He cursed aloud, loudly, startling Ghost from his slumber.
“That’s not very lordly.”
“I’m not a lord,” replied Jon, turning to face Arya, who stood at the door.
She shrugged. “You were a king. I’d think you were worthy of a lordship, you know?”
He sighed and knelt, picking up the boots and folding the loose legs of the boots so they could easier fit into the pile. When he straightened, Arya was still there.
“What d’you want?” Jon grunted.
“Not me,” said Arya. “Bran- he wants to go over some numbers or something. Before you leave, I think.”
“Tonight early enough for him?”
She winced. “A bit earlier might be better. He has to talk about the stores we have then, with Sansa and the stewards- something about the Vale knights’ arrival.”
“Ah,” said Jon. “I’ll be certain to not overstay then.”
“Jon,” Arya sighed. He wasn’t sure what his face looked like, then, only that Arya took one look at it and started to backtrack. “No, nothing, I don’t- it’s just, you know, what happened? You two looked so happy-”
“Things change,” said Jon, and walked away.
...
Sansa sighed as the door opened. 
“Bran, I’ve been waiting for nearly a half hour,” she began, only to cut herself off when she saw who was at the door.
Jon was staring at her as if he hadn’t ever seen her before, which was, admittedly, absolutely untrue; just because he’d refused to be in the same room as her for the past two weeks didn’t mean that he’d never seen her- and then, just as abrupt as his entrance, he turned on his heel to walk back.
Sansa saw it coming a heartbeat before it happened. Her eyes widened, arm stretching out.
The wooden door slammed shut at the exact moment as Jon walked forwards, at precisely the right velocity to hit his nose. Jon wavered, and then stumbled backwards before finally toppling over. It was almost loud enough that Sansa didn’t hear the sound of the latch sliding into place.
She started forwards, concern outweighing both amusement and underlying awkwardness. Jon was leaning back against the ground, completely prone, hands cupping over his nose- he looked utterly ridiculous.
“Are you okay?” Sansa asked, bending over and prodding his arm. 
Jon hissed something out, muffled by his hands. When he remained in that position, Sansa reached out and tugged one hand away.
His nose looked- slightly crooked.
Better take care of that, she thought, and snapped the bone back into place.

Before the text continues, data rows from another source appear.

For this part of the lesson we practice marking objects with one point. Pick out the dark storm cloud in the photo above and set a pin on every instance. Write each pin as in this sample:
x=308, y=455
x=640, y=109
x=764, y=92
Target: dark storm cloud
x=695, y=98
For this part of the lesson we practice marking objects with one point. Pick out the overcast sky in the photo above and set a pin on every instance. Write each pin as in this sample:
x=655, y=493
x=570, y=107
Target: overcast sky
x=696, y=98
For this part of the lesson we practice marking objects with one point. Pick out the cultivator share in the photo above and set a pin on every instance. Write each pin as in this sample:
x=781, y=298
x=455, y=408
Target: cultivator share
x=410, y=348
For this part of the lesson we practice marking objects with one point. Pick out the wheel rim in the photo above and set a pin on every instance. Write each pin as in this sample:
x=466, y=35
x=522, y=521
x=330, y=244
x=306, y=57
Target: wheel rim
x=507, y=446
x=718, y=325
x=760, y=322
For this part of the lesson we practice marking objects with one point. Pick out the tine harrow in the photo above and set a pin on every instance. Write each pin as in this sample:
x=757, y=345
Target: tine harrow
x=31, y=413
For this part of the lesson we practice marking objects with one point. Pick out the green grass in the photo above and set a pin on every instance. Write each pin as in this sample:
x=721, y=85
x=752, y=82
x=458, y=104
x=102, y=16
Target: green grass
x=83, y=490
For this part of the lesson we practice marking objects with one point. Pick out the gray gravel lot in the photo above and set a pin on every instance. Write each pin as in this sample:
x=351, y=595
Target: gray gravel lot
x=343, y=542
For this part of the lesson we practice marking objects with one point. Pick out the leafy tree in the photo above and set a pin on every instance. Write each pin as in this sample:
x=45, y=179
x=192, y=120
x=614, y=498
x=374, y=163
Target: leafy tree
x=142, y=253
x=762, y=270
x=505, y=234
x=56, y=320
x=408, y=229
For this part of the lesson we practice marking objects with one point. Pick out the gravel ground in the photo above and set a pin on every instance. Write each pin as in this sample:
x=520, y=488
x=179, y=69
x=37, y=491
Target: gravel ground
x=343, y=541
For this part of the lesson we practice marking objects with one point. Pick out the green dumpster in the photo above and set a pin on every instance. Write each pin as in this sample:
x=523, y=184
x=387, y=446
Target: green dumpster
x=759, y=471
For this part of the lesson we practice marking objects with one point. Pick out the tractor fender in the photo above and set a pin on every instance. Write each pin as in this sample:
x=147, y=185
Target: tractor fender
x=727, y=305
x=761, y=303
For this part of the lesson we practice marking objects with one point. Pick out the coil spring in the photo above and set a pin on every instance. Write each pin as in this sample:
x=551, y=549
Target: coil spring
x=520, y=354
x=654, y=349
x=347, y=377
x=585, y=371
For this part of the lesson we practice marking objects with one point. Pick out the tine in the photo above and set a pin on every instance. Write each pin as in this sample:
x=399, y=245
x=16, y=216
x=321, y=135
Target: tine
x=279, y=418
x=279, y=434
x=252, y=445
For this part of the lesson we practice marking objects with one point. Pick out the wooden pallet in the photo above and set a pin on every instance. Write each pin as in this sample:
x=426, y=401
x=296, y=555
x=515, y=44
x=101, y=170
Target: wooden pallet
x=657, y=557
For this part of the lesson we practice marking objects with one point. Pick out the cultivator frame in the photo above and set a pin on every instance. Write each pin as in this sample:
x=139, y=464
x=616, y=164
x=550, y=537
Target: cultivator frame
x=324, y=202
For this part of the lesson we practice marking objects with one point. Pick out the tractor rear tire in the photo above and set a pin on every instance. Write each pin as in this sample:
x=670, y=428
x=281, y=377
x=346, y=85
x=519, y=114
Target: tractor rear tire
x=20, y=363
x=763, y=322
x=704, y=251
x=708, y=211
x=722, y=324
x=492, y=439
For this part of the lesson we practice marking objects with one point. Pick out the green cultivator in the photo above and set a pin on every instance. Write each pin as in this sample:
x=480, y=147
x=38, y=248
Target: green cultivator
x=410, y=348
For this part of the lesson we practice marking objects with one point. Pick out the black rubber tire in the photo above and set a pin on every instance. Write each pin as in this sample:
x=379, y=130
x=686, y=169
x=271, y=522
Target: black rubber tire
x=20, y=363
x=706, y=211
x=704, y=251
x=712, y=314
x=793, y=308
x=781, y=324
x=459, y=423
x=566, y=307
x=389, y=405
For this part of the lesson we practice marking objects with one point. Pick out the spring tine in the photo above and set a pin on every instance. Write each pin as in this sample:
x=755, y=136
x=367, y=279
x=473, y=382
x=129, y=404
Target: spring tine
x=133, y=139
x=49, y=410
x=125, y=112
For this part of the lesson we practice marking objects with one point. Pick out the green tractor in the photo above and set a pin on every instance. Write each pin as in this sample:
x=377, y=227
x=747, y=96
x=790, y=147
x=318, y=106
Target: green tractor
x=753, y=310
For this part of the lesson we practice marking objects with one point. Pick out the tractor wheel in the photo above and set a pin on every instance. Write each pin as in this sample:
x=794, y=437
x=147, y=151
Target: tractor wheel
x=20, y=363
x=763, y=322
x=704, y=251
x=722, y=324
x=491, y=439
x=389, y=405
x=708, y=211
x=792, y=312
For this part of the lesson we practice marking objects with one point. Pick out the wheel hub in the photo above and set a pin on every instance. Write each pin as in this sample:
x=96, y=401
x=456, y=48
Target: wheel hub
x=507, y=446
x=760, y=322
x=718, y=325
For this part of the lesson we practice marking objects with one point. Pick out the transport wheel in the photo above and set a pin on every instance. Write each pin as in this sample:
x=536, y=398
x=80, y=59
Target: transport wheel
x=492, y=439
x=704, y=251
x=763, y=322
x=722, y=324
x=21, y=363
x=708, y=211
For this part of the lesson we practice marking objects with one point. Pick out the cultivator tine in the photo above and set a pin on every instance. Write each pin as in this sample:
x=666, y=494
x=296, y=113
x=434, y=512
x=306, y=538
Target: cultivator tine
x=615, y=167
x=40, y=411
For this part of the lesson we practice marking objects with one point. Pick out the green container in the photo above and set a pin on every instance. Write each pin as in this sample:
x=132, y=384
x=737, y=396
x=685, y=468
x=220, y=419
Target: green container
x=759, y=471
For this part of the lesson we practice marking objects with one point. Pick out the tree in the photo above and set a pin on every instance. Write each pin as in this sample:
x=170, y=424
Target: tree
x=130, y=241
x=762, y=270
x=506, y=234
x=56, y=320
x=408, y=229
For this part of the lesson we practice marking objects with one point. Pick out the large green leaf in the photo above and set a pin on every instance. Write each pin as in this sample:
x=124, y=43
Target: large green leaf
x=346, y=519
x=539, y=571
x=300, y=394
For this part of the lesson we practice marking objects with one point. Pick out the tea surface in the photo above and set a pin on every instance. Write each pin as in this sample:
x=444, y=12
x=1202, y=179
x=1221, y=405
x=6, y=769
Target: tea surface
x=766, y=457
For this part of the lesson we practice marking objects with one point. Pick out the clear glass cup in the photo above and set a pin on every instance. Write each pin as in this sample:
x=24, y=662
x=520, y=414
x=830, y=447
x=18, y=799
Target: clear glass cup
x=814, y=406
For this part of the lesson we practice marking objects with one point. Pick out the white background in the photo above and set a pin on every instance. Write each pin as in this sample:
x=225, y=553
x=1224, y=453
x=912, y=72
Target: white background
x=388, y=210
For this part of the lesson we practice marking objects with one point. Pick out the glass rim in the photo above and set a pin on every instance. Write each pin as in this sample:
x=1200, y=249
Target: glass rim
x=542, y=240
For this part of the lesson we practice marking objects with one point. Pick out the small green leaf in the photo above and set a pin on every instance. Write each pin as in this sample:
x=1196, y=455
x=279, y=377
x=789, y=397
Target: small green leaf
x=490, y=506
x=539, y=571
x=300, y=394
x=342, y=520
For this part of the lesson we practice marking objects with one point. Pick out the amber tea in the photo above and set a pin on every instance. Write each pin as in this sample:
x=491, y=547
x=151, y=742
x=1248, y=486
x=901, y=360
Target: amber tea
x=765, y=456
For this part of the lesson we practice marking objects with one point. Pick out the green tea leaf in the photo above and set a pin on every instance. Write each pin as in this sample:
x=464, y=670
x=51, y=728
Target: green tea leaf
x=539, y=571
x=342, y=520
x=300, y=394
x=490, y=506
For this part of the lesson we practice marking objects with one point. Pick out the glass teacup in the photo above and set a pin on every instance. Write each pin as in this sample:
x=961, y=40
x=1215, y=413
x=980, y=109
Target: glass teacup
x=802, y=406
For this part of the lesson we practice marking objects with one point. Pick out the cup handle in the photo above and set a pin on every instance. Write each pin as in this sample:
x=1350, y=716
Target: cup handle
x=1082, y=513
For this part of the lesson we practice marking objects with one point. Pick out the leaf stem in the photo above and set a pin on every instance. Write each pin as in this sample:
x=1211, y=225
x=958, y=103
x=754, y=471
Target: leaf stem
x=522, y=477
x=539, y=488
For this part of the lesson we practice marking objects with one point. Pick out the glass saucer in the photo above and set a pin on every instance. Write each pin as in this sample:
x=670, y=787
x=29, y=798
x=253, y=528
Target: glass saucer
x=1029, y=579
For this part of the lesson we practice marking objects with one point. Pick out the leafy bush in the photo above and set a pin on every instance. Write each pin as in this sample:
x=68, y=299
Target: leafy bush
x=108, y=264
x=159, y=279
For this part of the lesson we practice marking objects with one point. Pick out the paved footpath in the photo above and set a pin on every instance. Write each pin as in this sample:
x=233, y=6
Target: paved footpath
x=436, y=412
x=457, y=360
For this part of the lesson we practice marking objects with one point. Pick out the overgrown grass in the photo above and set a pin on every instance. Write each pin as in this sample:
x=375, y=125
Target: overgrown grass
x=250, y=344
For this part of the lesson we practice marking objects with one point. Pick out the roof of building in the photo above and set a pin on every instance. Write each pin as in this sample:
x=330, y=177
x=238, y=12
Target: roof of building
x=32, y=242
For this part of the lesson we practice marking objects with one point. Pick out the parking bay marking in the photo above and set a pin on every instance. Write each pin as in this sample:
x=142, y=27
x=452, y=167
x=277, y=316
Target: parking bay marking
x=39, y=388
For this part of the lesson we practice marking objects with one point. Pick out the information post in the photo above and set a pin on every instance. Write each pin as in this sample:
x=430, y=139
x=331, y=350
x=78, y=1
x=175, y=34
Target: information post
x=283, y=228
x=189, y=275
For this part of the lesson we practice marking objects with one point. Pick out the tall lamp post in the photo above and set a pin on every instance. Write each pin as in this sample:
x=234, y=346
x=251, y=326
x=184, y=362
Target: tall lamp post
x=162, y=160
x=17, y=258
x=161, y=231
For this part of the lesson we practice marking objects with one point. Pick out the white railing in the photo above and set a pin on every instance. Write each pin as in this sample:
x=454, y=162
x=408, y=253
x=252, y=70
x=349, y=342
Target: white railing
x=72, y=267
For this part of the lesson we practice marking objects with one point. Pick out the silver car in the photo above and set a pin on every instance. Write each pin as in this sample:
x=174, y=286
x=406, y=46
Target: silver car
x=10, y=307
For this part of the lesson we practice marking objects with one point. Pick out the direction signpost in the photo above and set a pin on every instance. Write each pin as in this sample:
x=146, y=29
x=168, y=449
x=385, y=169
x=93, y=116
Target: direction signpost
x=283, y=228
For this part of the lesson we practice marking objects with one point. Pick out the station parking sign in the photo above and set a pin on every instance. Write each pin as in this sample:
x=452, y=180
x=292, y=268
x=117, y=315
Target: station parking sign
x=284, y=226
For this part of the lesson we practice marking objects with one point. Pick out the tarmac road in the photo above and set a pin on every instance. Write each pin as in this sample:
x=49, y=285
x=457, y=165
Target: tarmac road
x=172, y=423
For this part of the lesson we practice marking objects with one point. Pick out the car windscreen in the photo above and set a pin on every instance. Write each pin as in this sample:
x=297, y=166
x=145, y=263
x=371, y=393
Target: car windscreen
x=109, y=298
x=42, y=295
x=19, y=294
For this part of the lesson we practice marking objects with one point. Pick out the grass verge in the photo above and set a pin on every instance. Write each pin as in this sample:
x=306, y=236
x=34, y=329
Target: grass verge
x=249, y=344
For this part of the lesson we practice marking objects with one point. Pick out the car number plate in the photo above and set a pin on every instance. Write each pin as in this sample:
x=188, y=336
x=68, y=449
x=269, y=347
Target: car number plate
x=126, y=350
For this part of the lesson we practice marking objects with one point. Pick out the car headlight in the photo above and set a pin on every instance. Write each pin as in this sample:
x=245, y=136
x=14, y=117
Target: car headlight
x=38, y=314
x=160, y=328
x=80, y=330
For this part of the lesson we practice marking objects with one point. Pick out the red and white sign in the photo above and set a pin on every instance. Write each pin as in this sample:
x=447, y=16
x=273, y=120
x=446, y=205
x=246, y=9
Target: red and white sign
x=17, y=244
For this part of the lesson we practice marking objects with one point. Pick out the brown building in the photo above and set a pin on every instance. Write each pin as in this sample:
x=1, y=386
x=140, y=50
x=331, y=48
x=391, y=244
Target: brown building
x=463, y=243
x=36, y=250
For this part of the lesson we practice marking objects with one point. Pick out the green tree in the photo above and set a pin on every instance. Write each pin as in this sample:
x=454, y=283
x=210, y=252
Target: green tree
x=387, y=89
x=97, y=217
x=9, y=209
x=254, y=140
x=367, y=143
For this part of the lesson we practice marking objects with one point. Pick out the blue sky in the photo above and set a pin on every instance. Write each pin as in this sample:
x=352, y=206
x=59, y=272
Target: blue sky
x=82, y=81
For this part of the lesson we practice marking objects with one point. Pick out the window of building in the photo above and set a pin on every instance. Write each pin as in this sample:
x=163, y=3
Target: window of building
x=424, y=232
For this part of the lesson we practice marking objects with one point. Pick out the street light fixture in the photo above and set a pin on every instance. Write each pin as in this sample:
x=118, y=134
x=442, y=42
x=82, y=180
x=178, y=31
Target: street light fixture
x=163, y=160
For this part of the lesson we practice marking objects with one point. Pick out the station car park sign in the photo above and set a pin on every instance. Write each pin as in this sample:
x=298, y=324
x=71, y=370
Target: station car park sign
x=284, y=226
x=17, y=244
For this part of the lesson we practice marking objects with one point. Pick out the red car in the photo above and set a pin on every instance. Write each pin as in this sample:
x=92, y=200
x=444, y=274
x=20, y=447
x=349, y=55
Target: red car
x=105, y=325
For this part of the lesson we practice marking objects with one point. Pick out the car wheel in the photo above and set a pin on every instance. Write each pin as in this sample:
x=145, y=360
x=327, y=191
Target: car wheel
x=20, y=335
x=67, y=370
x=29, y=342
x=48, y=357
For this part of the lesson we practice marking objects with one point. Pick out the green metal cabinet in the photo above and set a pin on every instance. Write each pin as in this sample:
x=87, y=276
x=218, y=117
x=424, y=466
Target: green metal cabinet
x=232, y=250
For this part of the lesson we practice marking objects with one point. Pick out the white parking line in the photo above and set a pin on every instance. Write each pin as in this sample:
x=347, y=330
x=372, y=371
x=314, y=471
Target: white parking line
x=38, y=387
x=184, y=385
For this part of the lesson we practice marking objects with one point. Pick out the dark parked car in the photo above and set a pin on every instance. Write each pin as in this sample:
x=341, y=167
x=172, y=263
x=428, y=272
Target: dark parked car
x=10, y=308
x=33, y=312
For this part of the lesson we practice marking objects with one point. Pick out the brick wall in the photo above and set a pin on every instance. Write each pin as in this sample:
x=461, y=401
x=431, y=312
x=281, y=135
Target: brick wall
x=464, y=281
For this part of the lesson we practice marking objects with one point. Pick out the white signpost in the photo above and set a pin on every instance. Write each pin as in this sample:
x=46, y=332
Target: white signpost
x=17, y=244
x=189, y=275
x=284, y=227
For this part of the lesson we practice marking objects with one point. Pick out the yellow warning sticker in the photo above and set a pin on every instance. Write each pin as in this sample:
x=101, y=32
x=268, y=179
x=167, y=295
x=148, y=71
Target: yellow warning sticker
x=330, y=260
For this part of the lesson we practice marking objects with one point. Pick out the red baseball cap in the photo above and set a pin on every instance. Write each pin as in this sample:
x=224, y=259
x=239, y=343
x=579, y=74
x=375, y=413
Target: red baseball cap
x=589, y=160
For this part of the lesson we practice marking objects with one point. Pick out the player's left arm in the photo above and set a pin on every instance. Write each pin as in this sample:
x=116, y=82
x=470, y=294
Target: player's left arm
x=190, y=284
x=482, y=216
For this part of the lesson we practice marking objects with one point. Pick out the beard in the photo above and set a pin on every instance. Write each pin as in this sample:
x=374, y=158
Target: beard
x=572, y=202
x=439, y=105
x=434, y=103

Jon bucked at the feeling, chest hollowing out. After he’d calmed down, he glared at her; it didn’t do much, though, with his nose still bright red, his eyes watering, and him still prone against the ground.
“What the hell, Sansa?”
“If we’d waited for someone else to fix that broken nose,” Sansa replied, “you’d have had a very crooked nose, and I know precisely how vain you are about your looks-”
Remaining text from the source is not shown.